The effect of body mass index on posttraumatic transfusion after pelvic trauma.

The impact of body mass index (BMI) on posttraumatic blood transfusion after pelvic trauma is not well known. We conducted a retrospective review of trauma registry data over a 5-year period. Patients were stratified by BMI as normal: less than 25 kg/m(2), overweight: 25 to 29.9 kg/m(2), obese: 30 to 39.9 kg/m(2), and morbidly obese: 40 kg/m(2) or greater. Fractures were identified as "likely to receive transfusion" based on literature. Multivariable logistic regression modeling evaluated the relationship between BMI and initial posttraumatic transfusion. A second regression model was created to test the effect of BMI after adjusting for fractures "less likely to receive transfusion." Sixty-six of 244 patients (27.3%) received transfusion (mean: 1.1 ± 2.3 units). Morbid obesity was associated with transfusion (less than 55.6 vs 24.8%; P < 0.05) and units of total blood transfused (2.2 ± 2.9 vs 1.0 ± 2.2 mL; P < 0.05). The average age of patients who received a blood transfusion was significantly older compared with patients who did not receive a transfusion (45.4 ± 18.8 vs 36.1 ± 16.1 years; P < 0.05).
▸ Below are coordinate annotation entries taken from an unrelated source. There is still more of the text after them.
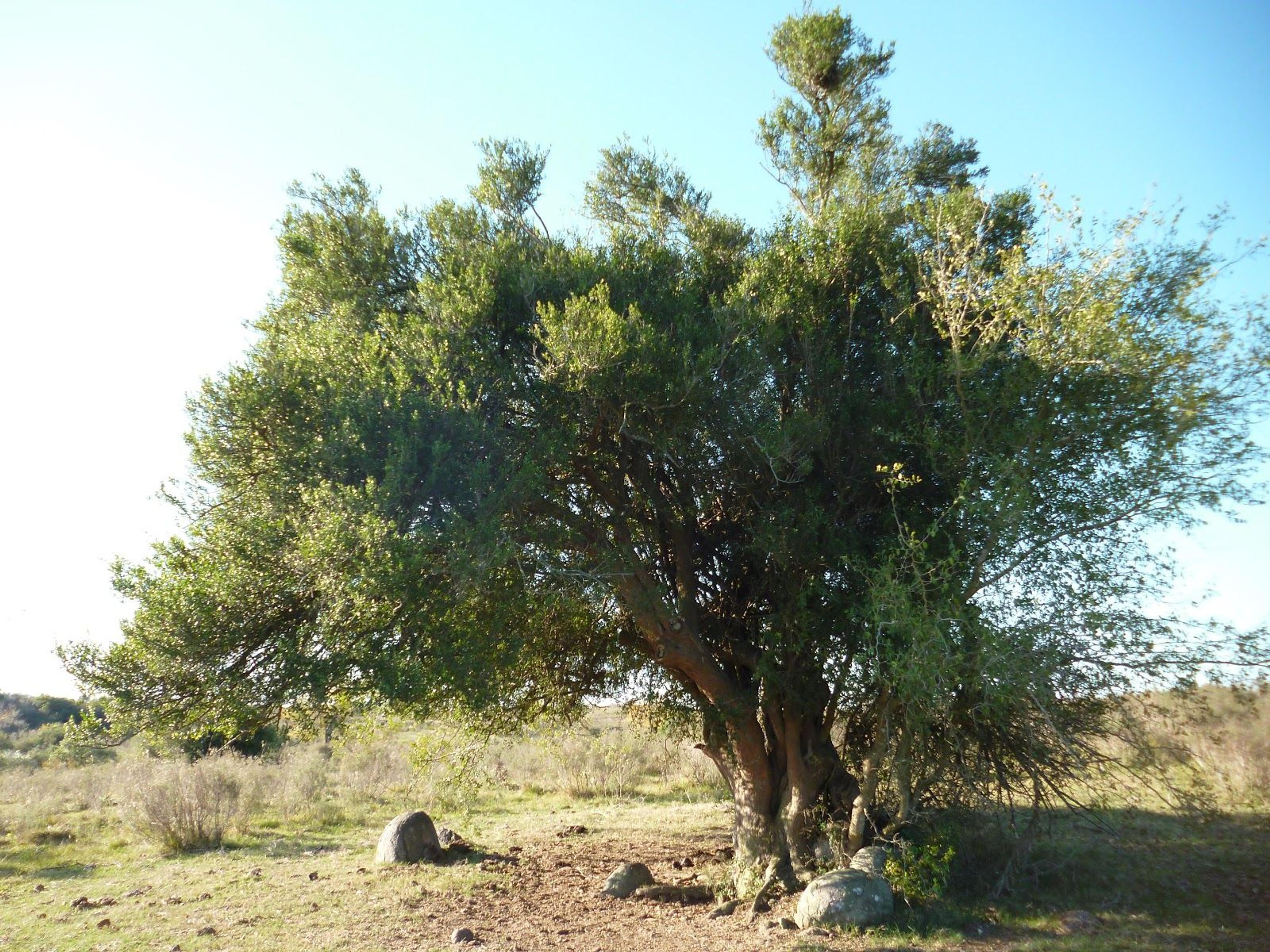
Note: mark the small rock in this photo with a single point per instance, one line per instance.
(627, 879)
(724, 909)
(1079, 921)
(409, 838)
(845, 898)
(446, 837)
(824, 851)
(870, 860)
After adjusting for potential confounders, morbid obesity was a significant risk factor for transfusion (odds ratio [OR], 4.1; 95% confidence interval [CI], 1.4 to 12.0). Adjusting by age and fracture patterns "less likely to receive transfusion," morbid obesity remained a risk factor for transfusion (OR, 4.5; 95% CI, 1.5 to 12.9). Morbid obesity represented a significant risk factor for posttraumatic transfusion in isolated pelvic trauma, even for fracture patterns "less likely to receive transfusion."